Yes, Poopoo is my name…Municipal Poopoo. My mom abandoned me when I was just a turd. I never saw my dad, but I blame him for flushing me down the toilet.

I’m a detective. My house, my office, is a sespool. I get new cases everytime, y’see, when “they” flush them down, down into my office.

The bacteria in the sespool are my security system. When a bad turd comes around, they eat’m up right away.

But when there is a turd with a good case, I take it up personally.

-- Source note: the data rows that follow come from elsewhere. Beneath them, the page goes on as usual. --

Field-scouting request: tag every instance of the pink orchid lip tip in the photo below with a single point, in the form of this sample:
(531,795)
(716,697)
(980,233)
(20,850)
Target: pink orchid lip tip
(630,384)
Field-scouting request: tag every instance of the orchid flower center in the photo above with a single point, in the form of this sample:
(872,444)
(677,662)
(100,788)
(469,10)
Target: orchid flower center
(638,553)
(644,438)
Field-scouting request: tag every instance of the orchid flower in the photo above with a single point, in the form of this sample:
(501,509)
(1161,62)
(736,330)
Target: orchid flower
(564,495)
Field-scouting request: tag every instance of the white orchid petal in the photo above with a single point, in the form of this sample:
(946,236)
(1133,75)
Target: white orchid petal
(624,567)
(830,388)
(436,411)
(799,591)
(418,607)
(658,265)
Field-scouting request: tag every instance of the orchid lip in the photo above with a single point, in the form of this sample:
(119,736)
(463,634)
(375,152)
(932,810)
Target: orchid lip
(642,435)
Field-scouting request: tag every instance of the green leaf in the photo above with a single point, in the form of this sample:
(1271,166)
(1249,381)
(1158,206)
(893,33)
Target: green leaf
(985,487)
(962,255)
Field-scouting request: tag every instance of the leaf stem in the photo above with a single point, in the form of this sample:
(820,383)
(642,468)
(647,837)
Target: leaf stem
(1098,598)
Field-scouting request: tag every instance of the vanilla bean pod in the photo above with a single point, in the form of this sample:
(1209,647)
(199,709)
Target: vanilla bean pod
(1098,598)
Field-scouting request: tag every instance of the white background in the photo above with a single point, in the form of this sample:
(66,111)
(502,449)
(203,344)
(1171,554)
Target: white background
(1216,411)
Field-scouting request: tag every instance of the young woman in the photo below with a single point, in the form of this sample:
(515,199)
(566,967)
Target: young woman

Like once when this old geezer came along and said, “Yo llevo un el gato en mi pantalones” I knew who he was. He was the old Spanish turd from a Spanish guy pooping on “their” toilet.

He said, “I need you to find out who pooped me out.” So, I helped the old 15 year-old geezer, by scraping the old poo-skin-layer off of him, he then tossed his cane and ran around the sespool, screaming, “I’m reborn!” …Then he broke in half and died. It was a grousome sight.

I wanted to know what happened to the old geezer, after, all I did have to scrape his hairy poo-skin off…

I went down to the bar, and asked around if anybody knew him. One guy did. It was the bartender. He said he’d talk, only if I got a pee from the Septic Tank, so I gave him 15 poo-coins and he gave me a jug of pee. It had a nice smell, and it had a layer of foam on it, a true sign it came straight from the septic tank.

“Well, you gonna tell me anything?” I said after a sip of pee. The bartender rolled around to me and said, “sure. the old geezer just drank some pee and said he was going to revitalize his body and take a poo-bath.” “hmm…” I thought to myself, “That old geezer should have lived another 5 years…”

It was then, I remembered seeing a sparkle as the old geezar split in half. Then it came to me. He was assassinated! I recognized the sparkle as a shiny tooth. The assassin must have been cleaning it for weeks!

I looked around, looking for any suspicious looking Poos around. That’s when I saw a guy with a tooth-machete. It glimmered in the light. Just as I made my move, he sliced another piece of poo while he was running away from me. Poor soul.

Once he got out of the bar, I shot him 5 times with my Poo-ray gun. Then he was eaten by the bacteria.

Well, that was the best adventure I ever had. All in a days work, of course.